Engineers Create Super Compressible Carbon Nanotube Foam-like Films

Nov 24, 2005
Buckled carbon nanotubes under compression. Credit: Cao/RPI

Carbon nanotubes have enticed researchers since their discovery in 1991, offering an impressive combination of high strength and low weight. Now a new study suggests that they also act like super-compressible springs, opening the door to foam-like materials for just about any application where strength and flexibility are needed, from disposable coffee cups to the exterior of the space shuttle.

Image: Buckled carbon nanotubes under compression. Credit: Cao/RPI

The research, which is reported in the Nov. 25 issue of the journal Science, shows that films of aligned multiwalled carbon nanotubes can act like a layer of mattress springs, flexing and rebounding in response to a force. But unlike a mattress, which can sag and lose its springiness, these nanotube foams maintain their resilience even after thousands of compression cycles.

First created in 1991, carbon nanotubes are among new forms of carbon called fullerenes because their sides mimic the geodesic domes designed by famed mathematician Buckminster Fuller. Nanotubes are infinitesimal cylinders with single or multiple walls that can be only a few nanometers wide.

Carbon nanotubes are very strong. Mixed with conventional materials, they are already improving the performance of concrete and other products. They also have electrical and magnetic characteristics expected to make them useful in microchips and other electronics.

Illustration of a nanotube array compressed to folded springs and then rebounding

Right: Illustration of a nanotube array compressed to folded springs and then rebounding.

In foams that exist today, strength and flexibility are opposing properties: as one goes up, the other must go down. With carbon nanotubes, no such tradeoff exists.

"Carbon nanotubes display an exceptional combination of strength, flexibility, and low density, making them attractive and interesting materials for producing strong, ultra-light foam-like structures," says Pulickel Ajayan, the Henry Burlage Professor of Materials Science and Engineering at Rensselaer Polytechnic Institute and coauthor of the paper.

Carbon nanotubes are made from graphite-like carbon, where the atoms are arranged like a rolled-up tube of chicken wire.
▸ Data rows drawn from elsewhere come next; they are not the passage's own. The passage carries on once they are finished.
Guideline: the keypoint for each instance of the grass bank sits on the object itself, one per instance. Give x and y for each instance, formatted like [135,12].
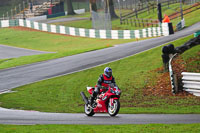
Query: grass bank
[167,128]
[63,45]
[189,18]
[62,94]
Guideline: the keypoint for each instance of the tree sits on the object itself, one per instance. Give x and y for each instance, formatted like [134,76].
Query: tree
[70,10]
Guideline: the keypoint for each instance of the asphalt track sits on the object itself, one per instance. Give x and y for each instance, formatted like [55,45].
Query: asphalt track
[14,77]
[62,20]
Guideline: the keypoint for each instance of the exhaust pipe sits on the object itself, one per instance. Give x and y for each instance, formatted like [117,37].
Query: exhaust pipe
[85,99]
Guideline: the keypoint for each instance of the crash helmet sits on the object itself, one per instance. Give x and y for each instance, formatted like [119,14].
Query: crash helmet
[108,72]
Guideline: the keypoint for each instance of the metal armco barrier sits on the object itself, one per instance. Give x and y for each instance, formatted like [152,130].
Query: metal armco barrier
[191,82]
[162,30]
[173,77]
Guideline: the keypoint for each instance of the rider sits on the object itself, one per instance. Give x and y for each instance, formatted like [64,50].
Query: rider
[104,80]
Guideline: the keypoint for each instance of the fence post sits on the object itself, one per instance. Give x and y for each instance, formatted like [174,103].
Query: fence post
[142,22]
[7,16]
[131,21]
Ajayan and a team of researchers at the University of Hawaii at Manoa and the University of Florida subjected films of vertically aligned nanotubes to a battery of tests, demonstrating their impressive strength and resilience.

"These nanotubes can be squeezed to less than 15 percent of their normal lengths by buckling and folding themselves like springs," says lead author Anyuan Cao, who did much of the work as a postdoctoral researcher in Ajayan's lab and is now assistant professor of mechanical engineering at the University of Hawaii at Manoa. After every cycle of compression, the nanotubes unfold and recover, producing a strong cushioning effect.
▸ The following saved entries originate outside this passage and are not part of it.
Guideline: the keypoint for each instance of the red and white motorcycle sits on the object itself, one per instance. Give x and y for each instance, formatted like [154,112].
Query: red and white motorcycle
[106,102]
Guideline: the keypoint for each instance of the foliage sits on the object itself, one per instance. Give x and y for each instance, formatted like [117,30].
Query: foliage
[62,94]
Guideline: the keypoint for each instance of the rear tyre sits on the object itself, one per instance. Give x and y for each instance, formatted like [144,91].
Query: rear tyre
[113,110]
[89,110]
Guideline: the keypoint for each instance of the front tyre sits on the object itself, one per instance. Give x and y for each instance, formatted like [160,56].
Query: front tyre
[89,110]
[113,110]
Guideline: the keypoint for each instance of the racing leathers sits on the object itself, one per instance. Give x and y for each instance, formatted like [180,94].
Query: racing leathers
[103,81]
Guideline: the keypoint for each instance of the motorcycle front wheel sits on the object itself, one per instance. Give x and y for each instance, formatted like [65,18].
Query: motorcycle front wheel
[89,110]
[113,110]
The thickness of the nanotube foams decreased slightly after several hundred cycles, but then quickly stabilized and remained constant, even up to 10,000 cycles. When compared with conventional foams designed to sustain large strains, nanotube foams recovered very quickly and exhibited higher compressive strength, according to the researchers. Throughout the entire experiments, the foams did not fracture, tear, or collapse.

And their intriguing properties do not end there. Nanotubes also are stable in the face of extreme chemical environments, high temperatures, and humidity all of which adds up to a number of possible applications, from flexible electromechanical systems to coatings for absorbing energy.

The foams are just the latest in a long line of nanotube-based materials that have been produced through collaborations with AjayanTMs lab, all of which have exhibited tantalizing properties. Ajayan and his colleagues from the University of Hawaii at Manoa recently developed tiny brushes with bristles made from carbon nanotubes, which could be used for tasks that range from cleaning microscopic surfaces to serving as electrical contacts. And in collaboration with researchers from the University of Akron, Ajayan and his team created artificial gecko feet with 200 times the sticking power of the real thing.